The afternoon-tea tongue sandwich is pressed ox tongue put through the manners of the tea tray. The defining facts are subtractive: the crusts gone, the bread thin, the meat shaved rather than sliced, the whole thing trimmed square and cut into fingers small enough to take in two bites without a plate. Where the everyday tongue sandwich is an honest cold-cut lunch, this is the same meat made delicate on purpose, chosen for the tray precisely because tongue is mild, fine-grained, and pale, and so behaves itself among cucumber and smoked salmon rather than shouting over them. The trimming is the design, not a flourish: a crust would resist a tender filling and the form depends on nothing resisting.
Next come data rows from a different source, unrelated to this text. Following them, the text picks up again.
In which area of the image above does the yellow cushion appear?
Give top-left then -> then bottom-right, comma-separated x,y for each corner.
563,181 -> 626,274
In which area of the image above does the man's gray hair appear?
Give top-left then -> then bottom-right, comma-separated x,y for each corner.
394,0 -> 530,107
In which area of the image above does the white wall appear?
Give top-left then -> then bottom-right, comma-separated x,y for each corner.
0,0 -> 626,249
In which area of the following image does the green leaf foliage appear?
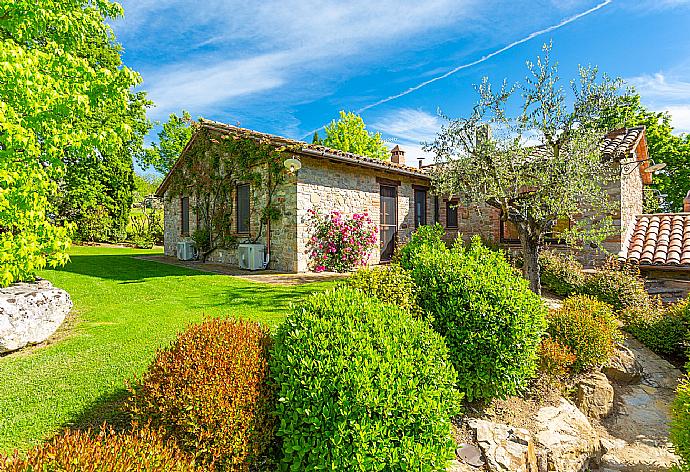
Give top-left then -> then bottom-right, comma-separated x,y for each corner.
322,111 -> 390,159
669,375 -> 690,472
139,110 -> 192,175
601,93 -> 690,212
344,264 -> 419,314
271,287 -> 461,471
402,234 -> 546,401
0,0 -> 146,286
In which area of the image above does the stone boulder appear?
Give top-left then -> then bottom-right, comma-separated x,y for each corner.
0,280 -> 72,354
467,419 -> 537,472
575,372 -> 613,419
602,346 -> 642,384
535,398 -> 601,472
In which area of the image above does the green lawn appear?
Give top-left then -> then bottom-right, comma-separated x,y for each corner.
0,247 -> 330,451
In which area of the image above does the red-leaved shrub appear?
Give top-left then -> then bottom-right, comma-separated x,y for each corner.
538,336 -> 577,377
0,425 -> 202,472
128,319 -> 275,470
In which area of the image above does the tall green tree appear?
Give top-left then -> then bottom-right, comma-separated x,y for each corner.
425,46 -> 620,293
601,94 -> 690,211
323,111 -> 390,159
0,0 -> 141,286
139,110 -> 193,175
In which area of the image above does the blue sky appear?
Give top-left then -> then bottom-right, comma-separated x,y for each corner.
113,0 -> 690,170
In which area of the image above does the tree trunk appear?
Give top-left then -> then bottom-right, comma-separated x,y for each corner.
520,231 -> 541,295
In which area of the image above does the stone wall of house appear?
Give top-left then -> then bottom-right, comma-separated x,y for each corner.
296,156 -> 433,272
438,197 -> 501,243
164,163 -> 297,272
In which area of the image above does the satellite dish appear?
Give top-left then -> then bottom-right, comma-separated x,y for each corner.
283,157 -> 302,174
644,162 -> 666,174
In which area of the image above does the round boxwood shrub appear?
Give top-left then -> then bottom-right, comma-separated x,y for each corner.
400,238 -> 546,401
0,426 -> 200,472
344,264 -> 419,313
548,295 -> 620,372
271,287 -> 461,471
128,319 -> 275,470
669,376 -> 690,472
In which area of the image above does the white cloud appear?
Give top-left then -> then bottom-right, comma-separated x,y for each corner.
371,108 -> 443,165
626,73 -> 690,133
114,0 -> 481,118
667,103 -> 690,133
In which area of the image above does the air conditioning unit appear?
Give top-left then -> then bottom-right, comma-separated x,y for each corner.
237,244 -> 266,270
177,240 -> 196,261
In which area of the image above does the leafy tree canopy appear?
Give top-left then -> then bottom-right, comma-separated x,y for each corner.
316,111 -> 390,159
0,0 -> 141,285
426,45 -> 621,292
601,93 -> 690,212
139,110 -> 193,175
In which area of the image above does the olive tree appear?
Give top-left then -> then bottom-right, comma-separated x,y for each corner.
425,45 -> 623,293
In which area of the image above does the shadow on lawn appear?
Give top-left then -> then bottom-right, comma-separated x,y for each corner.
57,254 -> 208,283
62,387 -> 132,431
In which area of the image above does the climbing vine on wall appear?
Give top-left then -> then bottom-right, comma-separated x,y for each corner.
169,126 -> 295,261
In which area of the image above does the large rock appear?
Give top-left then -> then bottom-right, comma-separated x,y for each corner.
535,398 -> 601,472
575,372 -> 613,419
0,280 -> 72,353
467,419 -> 537,472
602,346 -> 642,384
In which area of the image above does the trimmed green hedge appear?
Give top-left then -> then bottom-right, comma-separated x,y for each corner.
270,287 -> 461,471
405,238 -> 547,401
The craft is in the thinness of the meat and the restraint of the seasoning. Tongue for the tea tray is shaved very thin across the grain so it folds and yields rather than slabbing, and it is laid in a single even layer so the finger presses flat and cuts cleanly without the meat dragging. The mustard, if it appears at all, is the gentlest possible smear, often softened into the butter rather than laid on as a stripe, because the point of the register is balance and delicacy and a sharp burst would break it. Butter spread to the edges waterproofs the crumb and bridges the brine's salt to the bread, so the finger survives the wait between assembly and the table. Plain soft bread is correct because it gives a tender filling no chew to fight.
There is little room to vary inside the form. A whisper of mustard cress, the thinnest watercress leaf, or mustard worked into the butter is near the limit before it stops being this sandwich. The everyday tongue sandwich, thicker-cut and frankly mustarded at the counter, is the other reading and is treated on its own. Each deserves its own article rather than being crowded in here.